A princípio, analisando o incentivo às práticas de restauração no Brasil, percebe-se que as ações estão restritas às regiões específicas e por motivos variados, como força política de determinados grupos internacionais e nacionais, ocorrência de desastres ambientais e, em alguns casos, por demandas legais. 

Nessa perspectiva, as cobranças são regionalizadas, e não em âmbito nacional, desestimulando que os diversos setores da economia atuem no sentido de “conservar e recuperar o que detém a posse”. 

Por outro lado, também é necessário reconhecer que houve avanços, em resposta ao esforço conjunto de universidades, instituições de pesquisa, empresas, associações e organizações não governamentais. Isso permitiu a elaboração de diretrizes gerais importantes, mas que devem ser adaptadas conforme o ambiente (local específico), ou seja, não existe uma lista de espécie com uma “receita de como fazer”. 
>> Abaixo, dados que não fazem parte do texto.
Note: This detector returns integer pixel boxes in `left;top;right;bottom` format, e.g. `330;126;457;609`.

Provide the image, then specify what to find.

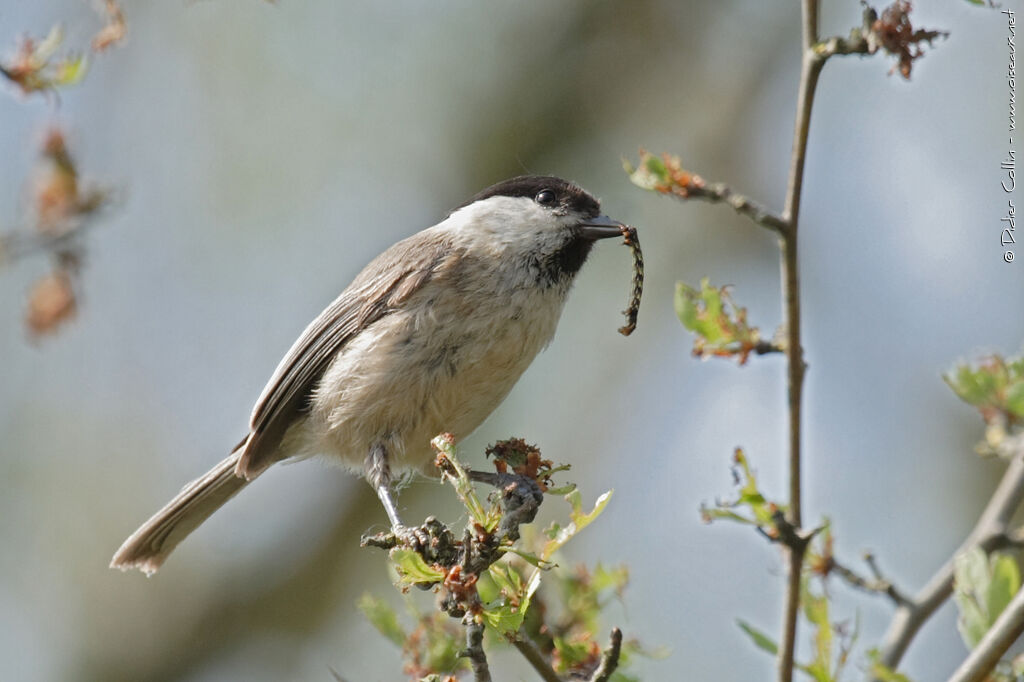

Assim, inicialmente, é preciso avançar na compreensão sobre as espécies florestais nativas e seu cultivo para fins ambiental e/ou produtivo, em termos regionais e não generalizados. Além disso, é relevante direcionar esforços para a seleção de árvores matrizes em áreas maiores, com o apoio de órgãos públicos em unidades de conservação, bem como, aumentar o número de matrizes compondo os lotes de sementes, o que proporcionará sementes e mudas com maior variabilidade genética. 

Na figura em destaque é apresentado um esquema sobre a silvicultura e considerações necessárias à restauração. Partindo da porção superior esquerda, observa-se uma condição da floresta já compreendido pela silvicultura, a qual indica a floresta que se pretende manter (conservar) ou atingir (restauração ecológica). Esse entendimento expressa a base inicial para seleção de espécies e sua representatividade quanto à densidade (ind./ha), frequência (distribuição na área), dominância (m2/ha), entre outras características autoecológicas. 

Na sequência, são apresentadas as questões mais limitantes da silvicultura que devem ser detalhadamente observadas antes da execução da restauração. No caso, uma série de atividades predispõe a disponibilidade das sementes: fenologia de frutificação (quando e como coletar, por quanto tempo), agilidade no processamento dos frutos, seguido do uso ou armazenamento. Em termos de disponibilidade de mudas, é importante consultar previamente os viveiros da região, pois o investimento de produção é alto e muitas espécies são produzidas diante demandas, pois dependem da disponibilidade de sementes, dos percentuais e uniformidade de emergência.

Finalmente, o estabelecimento das plantas para efetiva restauração ecológica, apresenta limitações na fase inicial pós-plantio, o que está associado às condições do clima e extremos meteorológicos.

Nessa última fase, destaca-se a importância de identificar o nível de alteração ou degradação da área, a posição geográfica e as principais variações climáticas, de modo a selecionar espécies mais tolerantes à cobertura inicial e planejar as intervenções pós-plantio. No Sul, destacam-se condições extremas, onde as geadas podem comprometer inclusive espécies pioneiras nativas, consideradas adequadas à restauração na região (Turchetto et al., 2020, In: Journal of Environmental Management). Extremos meteorológicos durante verões quentes, também, têm reduzido o estabelecimento de mudas, principalmente, em regiões mais continentalizadas, fato que demanda a identificação de espécies tolerantes ao estresse hídrico (Stahl, 2024, no prelo).

Nesse contexto, o entendimento da complexidade de cada etapa permite identificar as lacunas e valorizar a restauração não como ação isolada, mas como resultado de várias atividades interligadas. A silvicultura de espécies arbóreas nativas, apesar de ser uma linha de estudos encantadora, representa um desafio contínuo para os profissionais que buscam a efetiva conservação das florestas por longo prazo.

Finalmente, é fundamental destacar a grandiosidade daqueles que assumem o desafio, parabenizando pesquisadores, professores, empresas e cidadãos que participam de ações de restauração e reflorestamento. Destaco àqueles que desejem cultivar espécies nativas, independentemente do objetivo (produção, obtenção de crédito de carbono ou ambiental), a importância do olhar acurado à seleção das espécies, com planejamento prévio para obtenção de mudas, bem como a condução da área após o plantio.